The Dutch Central Bank, known as De Nederlandsche Bank (DNB), has recently imposed a substantial fine of €2.25 million (approximately $2.6 million) on cryptocurrency exchange OKX for operating unlawfully within the Netherlands. This penalty, announced on a Wednesday, pertains to the period from July 2023 to August 2024, during which OKX offered crypto services without the requisite registration.
While the European Union’s Markets in Crypto-Assets (MiCA) framework had not yet been implemented during that time, the DNB has emphasized the necessity for any crypto company to register with Dutch regulators for Anti-Money Laundering (AML) compliance since early 2020. The bank’s actions reflect a clear and firm commitment to enforcing these regulations and signal that companies will not be able to circumvent established rules.
This latest development is part of a broader clampdown on cryptocurrency operations in the Netherlands, with other significant exchanges such as Crypto.com and Kraken also facing fines for similar registration violations. Kraken was fined £4 million, while Crypto.com incurred a penalty of £2.85 million. With the MiCA framework now enacted, regulatory scrutiny on cryptocurrency firms has intensified, leaving minimal room for non-compliance.
OKX’s regulatory challenges extend beyond the Netherlands. In April 2025, its European division was fined €1.1 million in Malta over AML compliance issues identified in 2023. However, the exchange subsequently improved its regulatory practices and obtained MiCA approval in Malta. Additionally, in early 2025, OKX faced a substantial $504 million settlement in the United States after acknowledging involvement as an illegal money transmitter and processing unlawful transactions. As part of this settlement, the company is subject to stringent monitoring and must appoint an independent compliance consultant through 2027.
The mounting regulatory pressures illustrate a global trend toward stricter oversight of cryptocurrency operations.

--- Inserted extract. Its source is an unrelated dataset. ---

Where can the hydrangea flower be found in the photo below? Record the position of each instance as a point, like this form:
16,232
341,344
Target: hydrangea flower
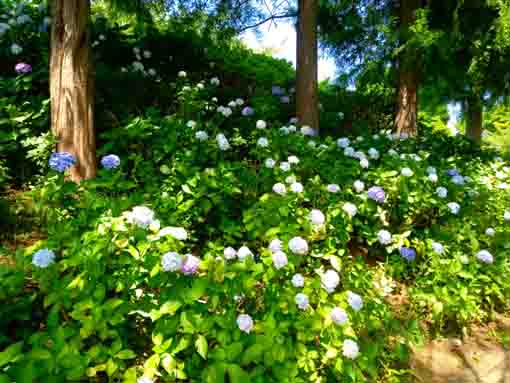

Authorities across Europe, the United States, and other regions are advocating for heightened transparency and accountability in the burgeoning crypto market. For OKX, the fine imposed by the DNB signifies a critical reminder to prioritize compliance; the entire sector is now compelled to navigate an increasingly rigorous regulatory landscape.
The DNB’s actions serve as a cautionary tale for other cryptocurrency platforms. Operating without valid registration carries significant ramifications, and the fines levied against major players like OKX, Crypto.com, and Kraken underscore the Netherlands’ stern regulatory stance. This situation compels crypto businesses to adhere strictly to MiCA and local regulations to maintain their operations within Europe legally. The journey toward complete regulatory compliance remains a challenging endeavor for OKX and similar companies, but the imperative from global regulators is unequivocal: compliance is no longer optional for crypto exchanges.